This small, flat, and densely-populated country of 5.4 million is dominated by the sea, with 7,314 km of coastline and 443 islands. Its intensive agriculture practices rank it 4th in the world for agricultural production (pigs outnumber Danes by a ratio of 4:1). Denmark has two autonomous regions, the Faroe Islands and Greenland, 85% of which is covered by an ice sheet with rich underlying untapped oil reserves. It is the largest ice sheet outside of Antarctica, measuring 2 million km², four times the size of France.
Energy: with no potential for hydroelectric power generation, in 1985 Denmark passed a law against nuclear energy in favour of wind power. Today, on-shore and off-shore wind resources supply 21% of the country’s domestic electricity requirements.

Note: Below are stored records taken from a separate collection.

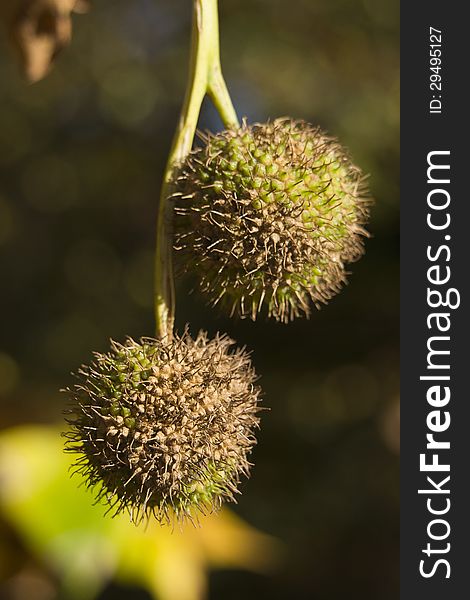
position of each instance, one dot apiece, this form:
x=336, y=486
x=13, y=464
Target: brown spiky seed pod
x=270, y=213
x=165, y=426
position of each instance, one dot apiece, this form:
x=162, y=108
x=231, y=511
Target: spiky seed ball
x=270, y=213
x=165, y=427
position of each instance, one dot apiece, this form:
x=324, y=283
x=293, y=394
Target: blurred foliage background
x=81, y=158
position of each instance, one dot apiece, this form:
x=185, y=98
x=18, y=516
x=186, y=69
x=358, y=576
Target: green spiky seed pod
x=270, y=213
x=165, y=427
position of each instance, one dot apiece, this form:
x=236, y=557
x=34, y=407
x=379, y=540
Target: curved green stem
x=205, y=76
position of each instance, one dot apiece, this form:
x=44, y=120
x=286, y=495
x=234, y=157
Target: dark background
x=81, y=160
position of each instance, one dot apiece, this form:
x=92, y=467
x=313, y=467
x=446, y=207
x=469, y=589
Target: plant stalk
x=205, y=77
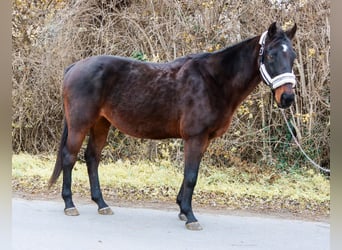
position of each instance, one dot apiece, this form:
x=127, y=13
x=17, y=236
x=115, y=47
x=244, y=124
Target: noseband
x=278, y=80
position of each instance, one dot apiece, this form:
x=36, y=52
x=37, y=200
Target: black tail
x=59, y=166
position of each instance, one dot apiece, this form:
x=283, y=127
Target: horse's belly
x=144, y=126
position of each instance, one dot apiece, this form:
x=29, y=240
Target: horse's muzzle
x=286, y=100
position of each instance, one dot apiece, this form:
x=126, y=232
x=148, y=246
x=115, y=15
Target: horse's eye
x=269, y=57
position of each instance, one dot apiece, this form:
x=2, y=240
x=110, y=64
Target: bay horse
x=193, y=98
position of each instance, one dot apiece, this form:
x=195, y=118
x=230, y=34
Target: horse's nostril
x=287, y=99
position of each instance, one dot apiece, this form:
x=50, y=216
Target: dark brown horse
x=193, y=98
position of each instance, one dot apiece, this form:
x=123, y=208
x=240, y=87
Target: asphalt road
x=42, y=225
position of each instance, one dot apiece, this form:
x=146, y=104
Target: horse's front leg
x=193, y=150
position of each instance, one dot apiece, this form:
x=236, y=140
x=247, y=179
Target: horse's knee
x=190, y=179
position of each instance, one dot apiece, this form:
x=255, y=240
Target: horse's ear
x=272, y=30
x=291, y=32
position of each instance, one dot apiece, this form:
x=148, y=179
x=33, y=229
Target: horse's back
x=141, y=99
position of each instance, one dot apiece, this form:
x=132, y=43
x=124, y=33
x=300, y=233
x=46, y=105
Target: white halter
x=278, y=80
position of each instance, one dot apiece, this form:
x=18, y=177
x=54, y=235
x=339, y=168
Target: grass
x=238, y=187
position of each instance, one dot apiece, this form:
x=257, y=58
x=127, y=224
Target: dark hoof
x=72, y=211
x=193, y=226
x=105, y=211
x=182, y=217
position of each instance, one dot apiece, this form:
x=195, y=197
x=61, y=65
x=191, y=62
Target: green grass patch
x=238, y=187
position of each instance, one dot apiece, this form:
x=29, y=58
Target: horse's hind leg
x=69, y=152
x=97, y=140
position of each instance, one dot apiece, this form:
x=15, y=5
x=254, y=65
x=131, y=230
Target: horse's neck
x=237, y=68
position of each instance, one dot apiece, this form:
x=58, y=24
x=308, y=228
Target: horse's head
x=276, y=59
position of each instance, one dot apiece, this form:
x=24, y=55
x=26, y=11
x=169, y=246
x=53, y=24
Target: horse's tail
x=59, y=162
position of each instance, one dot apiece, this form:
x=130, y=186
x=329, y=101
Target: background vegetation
x=48, y=35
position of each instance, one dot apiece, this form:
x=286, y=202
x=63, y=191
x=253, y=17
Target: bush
x=50, y=35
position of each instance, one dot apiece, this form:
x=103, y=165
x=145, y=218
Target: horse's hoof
x=105, y=211
x=72, y=211
x=182, y=217
x=193, y=226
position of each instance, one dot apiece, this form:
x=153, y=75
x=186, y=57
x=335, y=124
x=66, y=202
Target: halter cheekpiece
x=278, y=80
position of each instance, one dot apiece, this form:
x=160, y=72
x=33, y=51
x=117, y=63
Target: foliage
x=50, y=35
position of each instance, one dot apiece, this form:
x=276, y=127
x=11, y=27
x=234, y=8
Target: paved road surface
x=42, y=225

At 500 watts/capita generated by wind power (compared to 5 in France), Denmark boasts the world’s largest wind power production per capita. Denmark is the EU’s largest producer of municipal waste, of which over half is recycled. The port of Kalundborg is a shining example of green industrial practices.

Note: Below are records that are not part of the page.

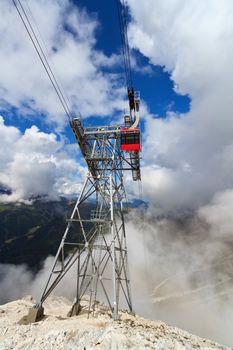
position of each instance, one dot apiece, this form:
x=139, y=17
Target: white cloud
x=36, y=163
x=70, y=36
x=192, y=152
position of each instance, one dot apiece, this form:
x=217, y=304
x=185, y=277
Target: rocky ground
x=57, y=331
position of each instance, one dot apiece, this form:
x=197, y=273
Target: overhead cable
x=33, y=37
x=122, y=16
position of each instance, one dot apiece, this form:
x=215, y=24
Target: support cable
x=32, y=35
x=125, y=42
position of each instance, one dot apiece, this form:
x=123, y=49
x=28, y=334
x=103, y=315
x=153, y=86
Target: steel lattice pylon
x=96, y=244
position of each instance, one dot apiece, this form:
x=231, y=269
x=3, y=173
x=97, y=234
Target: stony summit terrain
x=57, y=331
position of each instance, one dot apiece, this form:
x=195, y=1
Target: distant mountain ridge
x=29, y=233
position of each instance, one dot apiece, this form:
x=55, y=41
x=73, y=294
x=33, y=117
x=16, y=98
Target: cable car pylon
x=96, y=244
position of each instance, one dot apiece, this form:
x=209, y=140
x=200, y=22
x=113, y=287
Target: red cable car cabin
x=130, y=140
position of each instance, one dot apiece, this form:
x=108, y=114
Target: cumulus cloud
x=35, y=163
x=188, y=157
x=69, y=34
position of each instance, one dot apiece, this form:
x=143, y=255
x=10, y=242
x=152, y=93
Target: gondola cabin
x=130, y=140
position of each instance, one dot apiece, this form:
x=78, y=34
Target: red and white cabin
x=130, y=140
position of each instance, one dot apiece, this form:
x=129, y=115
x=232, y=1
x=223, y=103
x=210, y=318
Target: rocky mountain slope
x=57, y=331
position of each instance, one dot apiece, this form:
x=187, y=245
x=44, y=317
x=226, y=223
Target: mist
x=181, y=272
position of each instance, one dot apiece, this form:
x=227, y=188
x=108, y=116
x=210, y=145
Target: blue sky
x=183, y=75
x=155, y=86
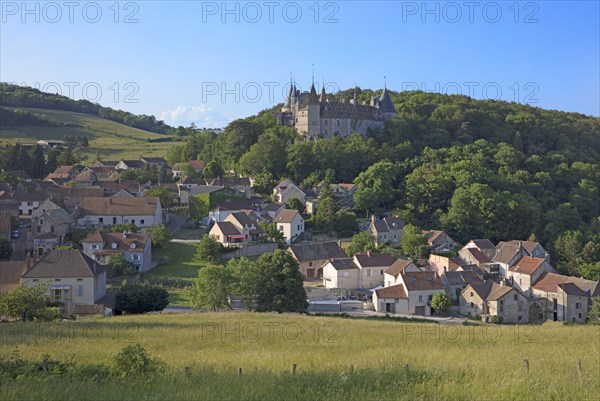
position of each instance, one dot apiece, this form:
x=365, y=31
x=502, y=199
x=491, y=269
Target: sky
x=210, y=62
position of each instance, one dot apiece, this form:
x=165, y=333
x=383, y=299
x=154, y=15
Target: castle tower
x=314, y=113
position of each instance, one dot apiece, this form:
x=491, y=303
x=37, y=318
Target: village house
x=372, y=268
x=387, y=230
x=312, y=257
x=392, y=273
x=10, y=274
x=563, y=298
x=527, y=271
x=494, y=299
x=238, y=228
x=341, y=273
x=136, y=248
x=73, y=278
x=290, y=223
x=106, y=212
x=412, y=296
x=456, y=281
x=439, y=241
x=286, y=190
x=50, y=223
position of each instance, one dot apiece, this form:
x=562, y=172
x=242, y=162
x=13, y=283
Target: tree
x=568, y=246
x=362, y=242
x=212, y=169
x=345, y=223
x=281, y=285
x=441, y=301
x=211, y=288
x=129, y=227
x=271, y=230
x=117, y=266
x=161, y=235
x=141, y=298
x=413, y=243
x=377, y=186
x=165, y=196
x=295, y=204
x=245, y=280
x=209, y=249
x=66, y=158
x=5, y=249
x=28, y=303
x=594, y=312
x=326, y=209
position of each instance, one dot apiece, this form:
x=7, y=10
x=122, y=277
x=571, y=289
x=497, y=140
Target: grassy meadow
x=115, y=141
x=391, y=360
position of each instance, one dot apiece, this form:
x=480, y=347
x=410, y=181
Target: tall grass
x=391, y=360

Each year, some 1,000 whales are hunted for consumption by Faroe Islanders. In Greenland, seal populations are dwindling.

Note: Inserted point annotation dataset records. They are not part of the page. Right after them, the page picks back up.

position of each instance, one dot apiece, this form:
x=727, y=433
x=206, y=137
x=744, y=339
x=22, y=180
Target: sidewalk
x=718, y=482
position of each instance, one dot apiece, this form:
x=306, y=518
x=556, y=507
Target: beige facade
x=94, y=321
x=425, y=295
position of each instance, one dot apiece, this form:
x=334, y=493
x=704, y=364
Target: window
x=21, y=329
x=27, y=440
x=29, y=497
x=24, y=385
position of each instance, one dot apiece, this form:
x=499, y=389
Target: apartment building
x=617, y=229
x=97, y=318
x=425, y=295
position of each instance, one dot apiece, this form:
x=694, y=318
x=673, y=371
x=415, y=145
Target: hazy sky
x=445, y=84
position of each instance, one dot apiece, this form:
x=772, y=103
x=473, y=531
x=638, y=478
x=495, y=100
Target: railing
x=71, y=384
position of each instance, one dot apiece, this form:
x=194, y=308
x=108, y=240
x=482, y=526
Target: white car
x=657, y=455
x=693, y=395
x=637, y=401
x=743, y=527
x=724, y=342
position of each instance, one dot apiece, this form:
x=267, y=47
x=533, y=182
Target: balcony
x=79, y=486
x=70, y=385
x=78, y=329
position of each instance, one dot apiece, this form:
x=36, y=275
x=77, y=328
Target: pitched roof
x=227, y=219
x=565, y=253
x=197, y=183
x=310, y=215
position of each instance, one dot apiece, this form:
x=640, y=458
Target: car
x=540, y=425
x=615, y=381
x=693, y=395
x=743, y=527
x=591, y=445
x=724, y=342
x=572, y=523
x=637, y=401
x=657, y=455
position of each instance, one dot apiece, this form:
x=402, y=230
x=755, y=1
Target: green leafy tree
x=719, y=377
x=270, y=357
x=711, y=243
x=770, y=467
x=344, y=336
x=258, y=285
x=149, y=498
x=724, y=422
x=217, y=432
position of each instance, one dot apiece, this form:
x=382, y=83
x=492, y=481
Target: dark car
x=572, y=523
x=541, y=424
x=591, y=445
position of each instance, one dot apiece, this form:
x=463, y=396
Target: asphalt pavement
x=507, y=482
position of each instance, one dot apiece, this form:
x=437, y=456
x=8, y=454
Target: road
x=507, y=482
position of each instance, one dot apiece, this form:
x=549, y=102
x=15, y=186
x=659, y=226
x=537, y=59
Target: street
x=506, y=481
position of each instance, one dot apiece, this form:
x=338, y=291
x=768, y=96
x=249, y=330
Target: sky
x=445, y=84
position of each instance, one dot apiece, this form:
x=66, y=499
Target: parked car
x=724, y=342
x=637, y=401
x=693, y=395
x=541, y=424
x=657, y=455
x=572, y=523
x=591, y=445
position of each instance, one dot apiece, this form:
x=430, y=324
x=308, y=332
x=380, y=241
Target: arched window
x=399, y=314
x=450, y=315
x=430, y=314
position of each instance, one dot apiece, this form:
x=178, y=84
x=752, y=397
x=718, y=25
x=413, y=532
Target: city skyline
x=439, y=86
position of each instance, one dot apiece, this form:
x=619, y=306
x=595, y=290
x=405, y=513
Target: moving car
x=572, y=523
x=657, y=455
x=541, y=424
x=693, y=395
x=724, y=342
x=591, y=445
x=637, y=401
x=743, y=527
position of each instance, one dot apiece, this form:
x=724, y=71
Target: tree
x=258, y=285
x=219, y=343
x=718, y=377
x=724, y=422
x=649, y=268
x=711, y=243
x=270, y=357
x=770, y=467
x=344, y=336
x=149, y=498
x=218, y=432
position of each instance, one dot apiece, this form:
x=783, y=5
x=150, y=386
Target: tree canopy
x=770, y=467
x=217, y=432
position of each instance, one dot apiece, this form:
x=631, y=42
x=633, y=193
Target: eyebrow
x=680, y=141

Climate: Denmark is slated to open a university specialising in climate research, as a precursor to the UN Climate Change Conference in Copenhagen in December 2009.
At 972,000 km², Greenland National Park is the largest protected area in the world, even larger than Australia’s Great Barrier Reef.
The European Environment Agency (EEA) is based in Copenhagen and is a federation of environmental protection agencies from throughout Europe.